Congrès des élus en Guadeloupe
J'ai jugé utile de mettre en ligne l'intervention que j'aurais dû tenir au Congrès des élus du 7 mai 2009 en Guadeloupe, à Basse-Terre. Malheureusement, chose gravissime, le collectif LKP a investi l'hémicycle une heure avant, obligeant ainsi le Président du Conseil Général à reporter le Congrès, tant les conditions pacifiques et de sécurité n'étaient pas réunies pour sa tenue. Beaucoup considèrent qu'il s'agit là d'une atteinte grave à la démocratie, et ceci d'autant plus que les leaders du LKP ont justifié leurs agissements en se déclarant représentants du peuple en lutte, et que désormais c'est par la démocratie directe qu'ils comptaient faire valoir leurs revendications. De telles déclarations font froid dans le dos. Aussi, quelque part, une partie de l'intervention ci-après avait malheureusement un côté prémonitoire. De tels événement m'incitent aussi à produire de la réflexion sur les mouvements révolutionnaires de type marxiste, dans ce qu'ils ont d'antihumanistes et de totalitaires. Et moi qui pensais que sur point, l'Histoire nous avait servi de leçon, et pas uniquement dans le cas de la Terreur avec le Comité de Salut Public, et de la révolution de 1917. Mais bien au travers de tous les événements révolutionnaires se réclamant du marxisme survenus durant le 20e siècle.
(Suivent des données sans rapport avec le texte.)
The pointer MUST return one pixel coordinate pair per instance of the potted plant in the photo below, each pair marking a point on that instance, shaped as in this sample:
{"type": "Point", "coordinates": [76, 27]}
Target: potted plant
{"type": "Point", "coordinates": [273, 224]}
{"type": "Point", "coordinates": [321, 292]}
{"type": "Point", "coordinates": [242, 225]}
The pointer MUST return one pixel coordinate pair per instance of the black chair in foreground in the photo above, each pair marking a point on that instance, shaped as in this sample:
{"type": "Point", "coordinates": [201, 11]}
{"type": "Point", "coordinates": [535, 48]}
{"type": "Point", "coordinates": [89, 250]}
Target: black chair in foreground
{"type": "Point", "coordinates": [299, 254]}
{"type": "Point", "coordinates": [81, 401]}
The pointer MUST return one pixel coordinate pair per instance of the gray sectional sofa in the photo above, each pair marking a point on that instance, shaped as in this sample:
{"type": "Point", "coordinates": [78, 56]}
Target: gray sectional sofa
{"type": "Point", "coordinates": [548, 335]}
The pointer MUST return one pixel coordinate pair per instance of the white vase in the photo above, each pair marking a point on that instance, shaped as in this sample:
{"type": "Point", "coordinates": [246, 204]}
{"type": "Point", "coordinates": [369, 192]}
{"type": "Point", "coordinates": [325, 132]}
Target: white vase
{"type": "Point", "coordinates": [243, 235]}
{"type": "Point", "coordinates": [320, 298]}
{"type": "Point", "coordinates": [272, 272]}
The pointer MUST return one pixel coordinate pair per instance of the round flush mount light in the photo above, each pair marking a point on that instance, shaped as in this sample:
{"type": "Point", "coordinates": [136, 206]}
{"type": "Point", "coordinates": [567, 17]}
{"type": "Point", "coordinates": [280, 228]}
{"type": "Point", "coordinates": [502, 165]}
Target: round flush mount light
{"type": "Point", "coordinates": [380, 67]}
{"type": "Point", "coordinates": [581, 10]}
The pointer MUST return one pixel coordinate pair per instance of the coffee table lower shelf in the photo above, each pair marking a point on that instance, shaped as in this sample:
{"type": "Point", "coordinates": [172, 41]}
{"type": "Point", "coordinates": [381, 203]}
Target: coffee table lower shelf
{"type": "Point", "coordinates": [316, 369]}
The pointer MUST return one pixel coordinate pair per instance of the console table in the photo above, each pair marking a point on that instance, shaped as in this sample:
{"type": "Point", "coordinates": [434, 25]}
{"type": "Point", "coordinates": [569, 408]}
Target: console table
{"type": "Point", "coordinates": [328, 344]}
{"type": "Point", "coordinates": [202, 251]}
Peut-on me citer un exemple de par l'Histoire où ce type de révolutions n'aient pas produit du totalitarisme ? Et à l'heure où en France les idéées révolutionnaires sont à nouveau en odeur de sainteté - au point d'inquiéter Villepin, et même Alain Minc -, je crois qu'il est temps de réinterroger de telles doctrines. Pour autant, reste que la question sociale doit demeurer au coeur de tout projet politique de gauche. Mais pas au prix d'un renoncement aux principes démocratiques. Là-dessus, oui, il faut le réaffirmer haut et fort, le libéralisme politique - que pour ma part je distingue du libéralisem économique - est un apport essentiel de nos démocrties modernes, malgré quelques contradictions, et tout particulièrement la question du droit de propriété comme droit inaliénable, mais peut-être surtout le fait que centré sur l'indivdu, il aurait conduit à l'hyperindividualisme, et donc à l'affaissement du politique, ou plus précisément du sens commun de la vie sur Terre. Mais c'est déjà un autre débat.
Intervention publique
Messieurs les Présidents,
Mesdames et Messieurs les élus,
Cher-e-s Concitoyen-ne-s,
Je mesure toute la solennité d’être ici et maintenant devant vous, et c’est un immense honneur pour moi de pouvoir intervenir publiquement sur des sujets aussi importants.
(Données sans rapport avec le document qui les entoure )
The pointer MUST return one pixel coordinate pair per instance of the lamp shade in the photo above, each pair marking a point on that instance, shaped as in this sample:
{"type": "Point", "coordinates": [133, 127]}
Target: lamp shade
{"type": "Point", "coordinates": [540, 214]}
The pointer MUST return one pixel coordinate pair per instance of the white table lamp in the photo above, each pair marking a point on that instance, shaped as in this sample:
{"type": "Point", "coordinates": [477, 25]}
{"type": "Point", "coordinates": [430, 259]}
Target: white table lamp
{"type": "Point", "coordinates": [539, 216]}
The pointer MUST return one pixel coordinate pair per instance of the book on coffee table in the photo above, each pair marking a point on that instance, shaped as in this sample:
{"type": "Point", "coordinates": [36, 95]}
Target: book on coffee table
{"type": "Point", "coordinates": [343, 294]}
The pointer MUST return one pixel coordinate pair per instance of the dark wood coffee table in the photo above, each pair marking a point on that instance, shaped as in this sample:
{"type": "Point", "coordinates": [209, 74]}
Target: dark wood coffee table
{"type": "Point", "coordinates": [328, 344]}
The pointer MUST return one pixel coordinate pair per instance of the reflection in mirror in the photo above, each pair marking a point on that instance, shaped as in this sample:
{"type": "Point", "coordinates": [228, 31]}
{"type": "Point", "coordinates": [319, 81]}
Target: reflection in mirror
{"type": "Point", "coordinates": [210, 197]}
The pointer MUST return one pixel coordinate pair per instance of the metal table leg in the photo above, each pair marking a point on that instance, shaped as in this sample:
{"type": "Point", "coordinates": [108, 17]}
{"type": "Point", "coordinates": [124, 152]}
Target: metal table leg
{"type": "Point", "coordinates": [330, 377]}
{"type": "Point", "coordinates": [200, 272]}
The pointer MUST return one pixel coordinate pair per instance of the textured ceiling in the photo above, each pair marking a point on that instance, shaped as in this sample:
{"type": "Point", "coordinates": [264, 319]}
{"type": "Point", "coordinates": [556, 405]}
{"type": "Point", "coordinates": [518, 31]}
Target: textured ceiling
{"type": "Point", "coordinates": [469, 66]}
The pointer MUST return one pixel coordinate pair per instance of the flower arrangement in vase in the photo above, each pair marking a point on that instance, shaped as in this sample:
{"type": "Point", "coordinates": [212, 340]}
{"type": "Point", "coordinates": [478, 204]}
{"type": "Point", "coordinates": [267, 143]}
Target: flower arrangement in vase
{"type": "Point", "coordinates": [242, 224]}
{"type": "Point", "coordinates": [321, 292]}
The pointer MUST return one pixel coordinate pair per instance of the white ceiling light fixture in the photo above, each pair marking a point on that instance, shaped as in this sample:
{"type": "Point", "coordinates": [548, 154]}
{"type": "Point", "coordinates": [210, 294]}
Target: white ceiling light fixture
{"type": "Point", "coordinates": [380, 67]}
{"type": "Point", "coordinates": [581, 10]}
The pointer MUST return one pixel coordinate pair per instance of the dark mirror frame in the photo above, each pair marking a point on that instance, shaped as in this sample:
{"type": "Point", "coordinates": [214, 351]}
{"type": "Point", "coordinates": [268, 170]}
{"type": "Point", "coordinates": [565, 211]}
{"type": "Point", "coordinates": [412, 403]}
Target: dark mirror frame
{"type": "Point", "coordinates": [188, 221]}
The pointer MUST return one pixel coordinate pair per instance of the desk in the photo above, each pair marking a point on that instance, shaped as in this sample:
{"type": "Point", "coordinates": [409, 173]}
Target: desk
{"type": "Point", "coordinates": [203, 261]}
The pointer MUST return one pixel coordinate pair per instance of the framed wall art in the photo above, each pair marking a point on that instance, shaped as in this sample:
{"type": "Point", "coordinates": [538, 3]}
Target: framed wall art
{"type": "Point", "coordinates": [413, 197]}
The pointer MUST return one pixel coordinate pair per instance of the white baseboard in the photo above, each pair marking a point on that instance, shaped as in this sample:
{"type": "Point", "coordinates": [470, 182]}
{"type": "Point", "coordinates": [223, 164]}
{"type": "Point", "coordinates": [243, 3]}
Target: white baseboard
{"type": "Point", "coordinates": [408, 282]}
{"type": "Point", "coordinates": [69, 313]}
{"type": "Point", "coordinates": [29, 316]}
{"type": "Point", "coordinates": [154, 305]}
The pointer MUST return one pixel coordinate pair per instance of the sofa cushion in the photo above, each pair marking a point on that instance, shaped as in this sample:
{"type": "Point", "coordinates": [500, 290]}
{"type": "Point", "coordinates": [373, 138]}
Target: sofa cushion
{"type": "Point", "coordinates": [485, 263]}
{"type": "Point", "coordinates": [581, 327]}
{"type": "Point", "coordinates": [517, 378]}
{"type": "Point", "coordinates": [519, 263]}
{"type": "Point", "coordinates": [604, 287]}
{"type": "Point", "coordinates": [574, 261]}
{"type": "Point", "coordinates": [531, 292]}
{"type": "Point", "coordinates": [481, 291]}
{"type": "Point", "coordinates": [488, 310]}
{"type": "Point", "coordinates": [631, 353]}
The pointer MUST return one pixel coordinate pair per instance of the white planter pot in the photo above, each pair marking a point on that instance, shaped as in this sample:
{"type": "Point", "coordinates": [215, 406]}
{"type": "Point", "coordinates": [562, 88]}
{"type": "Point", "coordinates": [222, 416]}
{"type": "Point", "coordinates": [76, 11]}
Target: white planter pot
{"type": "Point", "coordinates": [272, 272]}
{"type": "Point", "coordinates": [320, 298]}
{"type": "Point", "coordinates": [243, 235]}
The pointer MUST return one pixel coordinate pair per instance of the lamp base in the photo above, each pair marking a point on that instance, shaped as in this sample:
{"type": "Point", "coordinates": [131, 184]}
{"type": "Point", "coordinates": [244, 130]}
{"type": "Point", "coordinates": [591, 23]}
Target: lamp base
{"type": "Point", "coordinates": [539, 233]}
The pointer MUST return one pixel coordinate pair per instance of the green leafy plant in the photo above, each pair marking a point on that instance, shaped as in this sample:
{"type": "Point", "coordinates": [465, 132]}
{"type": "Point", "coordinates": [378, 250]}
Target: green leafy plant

Aussi, je souhaiterais soumettre à votre jugement, en tant que jeune intellectuel engagé – même si j’emploie ici le mot intellectuel avec beaucoup de circonspection et de modestie – ces quelques réflexions critiques que m’inspire le thème de ce Congrès :
En préliminaire, je tiens à rappeler – même si c’est une évidence – que nous devons la tenue de ce Congrès, qu’en raison des événements historiques survenus récemment : je veux parler des 44 jours de grève portés par le collectif LKP. Car nul doute que cette effervescence sociale, extrêmement populaire, a interrompu le ronronnement rassurant de notre petit pays, et précipité l’amorce d’une prise de conscience collective pour le moins salutaire. Et c’est en cela que ce mouvement social me semble très positif.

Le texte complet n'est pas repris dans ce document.